A significant initiative of the Left Struggle came in July 1994, ahead of the municipal elections, for the formation of left-wing, radical, and anti-capitalist movements in cities and neighborhoods. In the October 1994 municipal elections, groups participated in the municipalities of Athens, Peristeri, Vyronas, Serres, Chania, Ioannina, and Pyrgos. This intervention—which continues today through these groups or their successors and has expanded to several municipalities and regions—served as a starting point for a stronger presence of the anti-capitalist Left at the local level.

== Inactivity ==
Despite the unifying nature of the effort, significant political differences gradually created problems in the functioning of the Left Struggle, as they were not adequately addressed. One such issue was organizational: whether it should have an autonomous structure and decision-making process or remain a coalition of organizations. In the trade union sphere, there were disagreements regarding relations with official union structures, the logic of demands (“defensive” or “offensive”), the role of the bourgeois class in Greece, and whether it was “dependent” or not on imperialism, among others. These differences led to political choices that showed the course of the Left Struggle was not secure.

In the 1994 European elections, NAR, EEK, EKKΕ, and unaffiliated members participated in the Left Movement Against the EEC, while KKE (m-l) insisted on its position of abstention from the elections. In the 1994 municipal elections, the EEK did not participate in the Left Struggle Movement of Athens, disagreeing with the decision to abstain from the second round. In the student movement, KKE (m-l) participated through its own group, “Fighting Movements,” and did not take part in the broader EAAK front in universities and technical institutes supported by the other forces of the Left Struggle.

These issues gradually led to the inactivation of the Left Struggle in 1998. Following the decisions of NAR's 1st Congress in July 1998, the coalition effectively dissolved.

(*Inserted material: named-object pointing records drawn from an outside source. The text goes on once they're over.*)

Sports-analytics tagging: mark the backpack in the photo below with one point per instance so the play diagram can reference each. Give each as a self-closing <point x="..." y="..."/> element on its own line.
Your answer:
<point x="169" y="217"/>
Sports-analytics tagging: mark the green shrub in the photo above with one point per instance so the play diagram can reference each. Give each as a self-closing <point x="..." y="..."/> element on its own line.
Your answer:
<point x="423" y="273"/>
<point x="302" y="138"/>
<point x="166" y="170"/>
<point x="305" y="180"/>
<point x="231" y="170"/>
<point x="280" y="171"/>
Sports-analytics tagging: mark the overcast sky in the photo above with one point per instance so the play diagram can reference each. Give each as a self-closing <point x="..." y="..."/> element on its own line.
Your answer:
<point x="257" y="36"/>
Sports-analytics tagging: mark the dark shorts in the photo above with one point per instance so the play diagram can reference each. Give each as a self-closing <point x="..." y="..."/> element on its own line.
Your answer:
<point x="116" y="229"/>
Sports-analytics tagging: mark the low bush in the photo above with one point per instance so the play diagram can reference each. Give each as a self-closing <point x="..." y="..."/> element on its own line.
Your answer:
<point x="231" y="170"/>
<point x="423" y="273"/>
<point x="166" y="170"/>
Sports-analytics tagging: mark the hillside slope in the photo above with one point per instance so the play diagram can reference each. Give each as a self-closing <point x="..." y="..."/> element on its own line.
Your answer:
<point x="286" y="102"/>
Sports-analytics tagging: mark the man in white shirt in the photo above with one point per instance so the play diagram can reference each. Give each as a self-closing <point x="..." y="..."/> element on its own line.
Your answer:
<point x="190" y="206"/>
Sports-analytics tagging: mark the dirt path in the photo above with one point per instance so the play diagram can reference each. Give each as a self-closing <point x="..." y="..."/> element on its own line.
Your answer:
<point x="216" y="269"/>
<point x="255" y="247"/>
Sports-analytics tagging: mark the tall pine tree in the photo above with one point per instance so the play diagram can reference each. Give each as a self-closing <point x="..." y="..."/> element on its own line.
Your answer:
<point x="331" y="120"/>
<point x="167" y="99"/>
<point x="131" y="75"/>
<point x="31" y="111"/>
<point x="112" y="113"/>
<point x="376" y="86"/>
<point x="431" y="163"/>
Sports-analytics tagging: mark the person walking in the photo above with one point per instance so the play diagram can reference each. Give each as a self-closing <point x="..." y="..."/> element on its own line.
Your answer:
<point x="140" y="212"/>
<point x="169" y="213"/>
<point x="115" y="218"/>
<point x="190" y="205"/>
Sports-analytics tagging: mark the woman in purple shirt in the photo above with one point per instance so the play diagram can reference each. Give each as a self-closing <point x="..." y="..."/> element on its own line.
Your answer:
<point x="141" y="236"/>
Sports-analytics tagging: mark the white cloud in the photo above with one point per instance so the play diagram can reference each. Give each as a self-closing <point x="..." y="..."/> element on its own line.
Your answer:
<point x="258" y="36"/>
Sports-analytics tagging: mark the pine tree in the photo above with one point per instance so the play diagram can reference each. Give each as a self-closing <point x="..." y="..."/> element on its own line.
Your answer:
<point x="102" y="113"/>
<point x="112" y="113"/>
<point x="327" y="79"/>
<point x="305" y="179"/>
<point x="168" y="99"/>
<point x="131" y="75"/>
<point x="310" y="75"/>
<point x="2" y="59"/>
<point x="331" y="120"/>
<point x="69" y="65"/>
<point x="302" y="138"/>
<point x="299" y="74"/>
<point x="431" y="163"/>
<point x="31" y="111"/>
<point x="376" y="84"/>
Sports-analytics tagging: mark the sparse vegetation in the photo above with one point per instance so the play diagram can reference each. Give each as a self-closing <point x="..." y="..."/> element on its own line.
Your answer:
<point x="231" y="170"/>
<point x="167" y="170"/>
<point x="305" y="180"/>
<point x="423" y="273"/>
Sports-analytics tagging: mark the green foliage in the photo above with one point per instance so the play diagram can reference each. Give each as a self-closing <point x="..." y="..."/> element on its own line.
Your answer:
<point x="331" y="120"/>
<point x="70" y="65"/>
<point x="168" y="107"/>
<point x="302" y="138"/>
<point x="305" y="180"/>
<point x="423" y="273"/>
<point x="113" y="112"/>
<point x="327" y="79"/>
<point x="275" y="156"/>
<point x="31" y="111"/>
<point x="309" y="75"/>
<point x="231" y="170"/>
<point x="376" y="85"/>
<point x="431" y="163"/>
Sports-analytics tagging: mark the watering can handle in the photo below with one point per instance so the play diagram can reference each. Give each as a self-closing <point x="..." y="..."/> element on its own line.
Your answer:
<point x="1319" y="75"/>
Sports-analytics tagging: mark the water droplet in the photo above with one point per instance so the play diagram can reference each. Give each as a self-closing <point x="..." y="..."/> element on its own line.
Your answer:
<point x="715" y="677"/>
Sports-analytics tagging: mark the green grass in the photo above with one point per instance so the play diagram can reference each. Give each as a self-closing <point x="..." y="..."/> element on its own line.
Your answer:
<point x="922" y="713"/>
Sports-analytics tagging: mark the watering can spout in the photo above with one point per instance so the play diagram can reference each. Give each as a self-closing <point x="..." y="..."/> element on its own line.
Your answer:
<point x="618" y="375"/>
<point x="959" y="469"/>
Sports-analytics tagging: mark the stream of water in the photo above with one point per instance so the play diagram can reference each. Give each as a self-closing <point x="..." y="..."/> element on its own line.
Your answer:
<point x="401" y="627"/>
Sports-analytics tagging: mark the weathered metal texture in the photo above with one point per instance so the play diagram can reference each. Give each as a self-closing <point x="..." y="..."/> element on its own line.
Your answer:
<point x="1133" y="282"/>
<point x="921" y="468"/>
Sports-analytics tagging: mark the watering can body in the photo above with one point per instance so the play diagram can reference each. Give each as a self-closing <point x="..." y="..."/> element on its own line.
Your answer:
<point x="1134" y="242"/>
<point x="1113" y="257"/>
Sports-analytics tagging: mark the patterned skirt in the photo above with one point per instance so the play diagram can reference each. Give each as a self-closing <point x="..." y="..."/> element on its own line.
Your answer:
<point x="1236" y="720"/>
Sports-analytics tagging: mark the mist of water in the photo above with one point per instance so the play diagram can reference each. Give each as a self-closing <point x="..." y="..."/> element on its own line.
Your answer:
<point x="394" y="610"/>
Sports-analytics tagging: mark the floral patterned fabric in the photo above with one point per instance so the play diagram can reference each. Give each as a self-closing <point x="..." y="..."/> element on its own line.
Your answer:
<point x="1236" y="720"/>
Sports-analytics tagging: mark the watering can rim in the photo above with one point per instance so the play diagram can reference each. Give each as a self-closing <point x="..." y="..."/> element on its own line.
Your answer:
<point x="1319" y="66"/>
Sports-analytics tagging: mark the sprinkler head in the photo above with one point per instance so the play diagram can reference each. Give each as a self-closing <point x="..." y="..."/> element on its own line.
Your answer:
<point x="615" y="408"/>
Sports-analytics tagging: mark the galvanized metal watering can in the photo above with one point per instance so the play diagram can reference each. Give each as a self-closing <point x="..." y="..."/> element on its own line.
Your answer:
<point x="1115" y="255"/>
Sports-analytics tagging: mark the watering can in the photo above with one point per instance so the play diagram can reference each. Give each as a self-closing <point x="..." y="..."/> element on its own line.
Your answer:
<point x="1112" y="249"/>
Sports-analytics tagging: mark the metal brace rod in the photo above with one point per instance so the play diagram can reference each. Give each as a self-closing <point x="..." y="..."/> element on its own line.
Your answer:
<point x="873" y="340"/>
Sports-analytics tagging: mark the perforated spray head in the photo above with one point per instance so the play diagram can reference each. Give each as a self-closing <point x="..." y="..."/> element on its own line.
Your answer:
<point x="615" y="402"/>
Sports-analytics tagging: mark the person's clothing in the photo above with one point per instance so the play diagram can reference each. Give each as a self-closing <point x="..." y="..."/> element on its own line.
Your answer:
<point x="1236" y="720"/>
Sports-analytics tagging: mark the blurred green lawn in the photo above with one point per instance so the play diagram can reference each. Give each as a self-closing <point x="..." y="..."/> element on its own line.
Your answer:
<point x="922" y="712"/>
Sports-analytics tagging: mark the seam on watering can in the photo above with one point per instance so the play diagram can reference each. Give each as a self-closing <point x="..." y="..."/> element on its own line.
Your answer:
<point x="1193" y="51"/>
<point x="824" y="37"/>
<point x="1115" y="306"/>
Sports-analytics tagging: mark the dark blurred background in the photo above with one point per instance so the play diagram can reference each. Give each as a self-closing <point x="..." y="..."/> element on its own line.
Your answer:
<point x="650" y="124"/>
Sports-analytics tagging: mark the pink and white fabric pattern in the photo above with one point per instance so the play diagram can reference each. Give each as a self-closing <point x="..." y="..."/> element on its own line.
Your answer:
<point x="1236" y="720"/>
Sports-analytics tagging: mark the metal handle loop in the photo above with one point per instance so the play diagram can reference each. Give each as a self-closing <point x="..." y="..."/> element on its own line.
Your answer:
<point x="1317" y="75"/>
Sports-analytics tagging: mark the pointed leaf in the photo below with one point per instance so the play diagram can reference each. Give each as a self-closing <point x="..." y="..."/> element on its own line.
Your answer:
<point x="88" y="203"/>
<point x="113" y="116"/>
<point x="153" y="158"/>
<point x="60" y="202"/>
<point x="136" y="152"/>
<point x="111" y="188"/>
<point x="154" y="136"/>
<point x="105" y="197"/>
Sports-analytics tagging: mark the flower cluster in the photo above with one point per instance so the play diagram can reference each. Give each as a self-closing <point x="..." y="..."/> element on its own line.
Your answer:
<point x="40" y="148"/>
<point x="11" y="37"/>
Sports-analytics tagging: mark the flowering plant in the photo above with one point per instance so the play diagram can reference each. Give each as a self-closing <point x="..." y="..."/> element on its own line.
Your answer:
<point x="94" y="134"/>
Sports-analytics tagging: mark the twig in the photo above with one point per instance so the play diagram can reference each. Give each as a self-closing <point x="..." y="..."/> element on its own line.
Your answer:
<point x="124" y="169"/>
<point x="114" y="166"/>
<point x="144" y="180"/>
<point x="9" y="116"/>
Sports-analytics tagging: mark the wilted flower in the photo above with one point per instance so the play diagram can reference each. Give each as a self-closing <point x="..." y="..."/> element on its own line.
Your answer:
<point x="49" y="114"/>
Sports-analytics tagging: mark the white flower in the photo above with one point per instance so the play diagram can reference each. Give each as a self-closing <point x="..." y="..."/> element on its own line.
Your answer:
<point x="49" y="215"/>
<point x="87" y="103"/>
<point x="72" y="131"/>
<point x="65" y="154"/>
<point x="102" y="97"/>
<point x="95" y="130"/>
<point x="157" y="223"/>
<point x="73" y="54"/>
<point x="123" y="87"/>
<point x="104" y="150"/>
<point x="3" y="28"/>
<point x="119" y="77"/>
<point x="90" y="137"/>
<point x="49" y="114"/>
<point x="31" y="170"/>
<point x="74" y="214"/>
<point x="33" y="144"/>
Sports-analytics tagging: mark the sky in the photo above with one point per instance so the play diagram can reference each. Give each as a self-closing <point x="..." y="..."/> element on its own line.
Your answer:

Nevertheless, common initiatives continued on various issues. The organizations of the Left Struggle collaborated, along with other groups, in the municipal elections of 2002 (Thessaloniki and elsewhere) and more broadly in 2006 (Athens, Thessaloniki, Piraeus, etc.). They also cooperated in organizing the International Anti-Imperialist and Anti-Capitalist Meeting on May 4–7, 2006, during the days of the European Social Forum in Athens. The practice of joint action initiatives continues to this day.

== Election results ==

| Year | Leader | Votes | % of total votes | Seats | Result |
|---|---|---|---|---|---|
| 1993 | Andreas Voyiatzoglou | 8.160 | 0,15% | 0 / 300 | 10th place Extraparliamentary |
| 1996 | central committee | 10.443 | 0,15% | 0 / 300 | 12th place Extraparliamentary |

After 1997, the coalition disestablished and in 1999 all the parties of the coalition, except the CPG (m-l), formed Radical Left Front.